Pengorganisiran massa agar menjadi kekuatan kaderisasi yang masiv adalah pekerjaan membangun massa sadar yang
terorganisir dan berkekuatan. Makna massa sadar harus dilihat dalam dua pengertian:
pertama, secara kognitif
(kesadarannya) dan kedua, secara politik (tindakannya untuk berjuang). Massa sadar
yang bertindak sebagai atau dalam pengertian kader, adalah massa maju yang
berjuang membangkitkan dan berjuang bersama massa mahasiswa yang lain. Kader menjadi
bagian dari setiap gerakan massa, memajukan politik perlawanan tersebut, dan terus
memperluas/memperbanyak massa maju atau kader lainnya di antara massa berlawan
tersebut. Di sinilah pengertian kader sesungguhnya, sebagai kader revolusioner,
yaitu selalu tidak pernah dan tidak bisa dipisahkan dari perjuangan
massa—sehingga berbeda dengan aktifis salon (menara gading) (yang tidak berada
di tengah massa berjuang), ataupun pekerja sosial (yang tidak untuk memajukan
massa (secara kognitif dan tindakan).
Pengertian kader dan pengorganisiran massa sebagaimana dijelaskan di atas
adalah pengertian yang sekaligus menjawab pertanyaan: bagaimana kader tumbuh
bersama kesadaran massa (yang masih masih reformis) dan memajukannya (menjadi
revolusioner), sehingga batas kesadaran kader dengan kesadaran massa semakin
menipis?
Oleh karenanya perjuangan kognitif (kesadaran) harus disatukan dengan
tindakan perjuangannya/perwujudannya. Dan
agar kesadaran lebih mudah dapat didorong menjadi tindakan perjuangannya/perwujudannya, maka kita bisa berangkat dari persoalan
mendesak mahasiswa
umumnya mahasiswa baru khususnya, dari tuntutan-tuntutan darurat mahasiswa itu, dari persoalan yang kasat mata dilihat dan
dihadapi mahasiswa.
Kesadaran akan tuntutan reformis tersebut didorong (baca: diorganisir)
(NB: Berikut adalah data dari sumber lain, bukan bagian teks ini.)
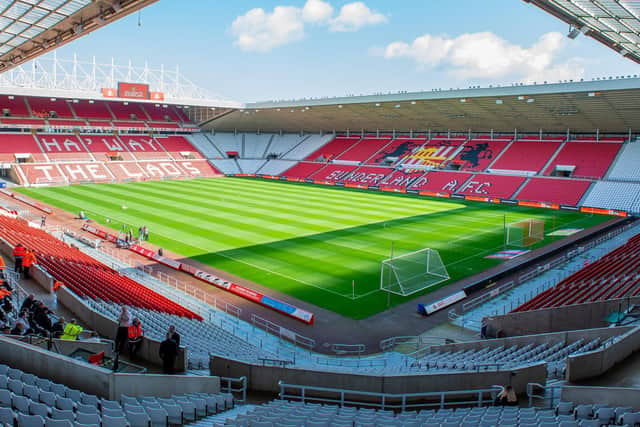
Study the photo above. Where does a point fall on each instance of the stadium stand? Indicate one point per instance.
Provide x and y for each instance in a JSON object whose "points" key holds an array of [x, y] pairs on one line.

menjadi tindakan (baca: mobilisasi) politik massa (yang meluas, membesar dan
menguat) dalam memperjuangkan tuntutan-tuntuannya (ekonomis sekalipun), berupa
mobilisasi-mobilisasi massa yang menuntut.
Strategi dan Manajemen Pencitraan
Salah satu
aspek penting dalam perjuangan
PMII dalam memperjuangkan gagasan serta mendapatkan pengikut adalah
dengan menggunakan cara – cara persuasi dan manajemen pencitraan yang baik.
Dalam The Persuasive Campaign or Movement yang merupakan salah satu sub
judul buku persuasion, reception and responsibility, Larson membagi
model kampanye atau sosialisasi gagasan dalam tiga mode :
- Kampanye yang beorientasi terhadap isu
poloitik
- Kampanye produk sebagaimana iklan sebuah
produk
- Kampanye
isu – isu ideologis atau perjuangan gerakan sosial. (Larson, 1986; 200 –
201)
Berkaca pada konsep ini, kampanye yang dilakukan PMII dalam
memperjuangkan Islam Indonesia ala Ahlussunah wal jamaaah dan gerakan sosial
diakar rumput bisa dikategorikan
sebagai kampanye perjuangan ideologis.
Bagaimana
Caranya?
I.
Investigasi
Investigasi adalah pekerjaan pencarian data tentang karakter massa (baik
seara ekonomi, politik maupun budaya), apakah itu secara teritorial ataupun
secara sektoral. Selain di teritori
basis yang sudah kita organisir, sasaran/arah teritori atau sektor yang akan
diinvestigasi diperoleh dari rekomendasi sahabat-sahabat yang bekerja dalam pekerjaan perluasan, dari analisa
geopolitik dan sebagainya. Dua masalah yang hendak diketahui dalam investigasi
adalah: 1) kebutuhan-kebutuhan/persoalan-persoalan ekonomi (atau yang lainnya)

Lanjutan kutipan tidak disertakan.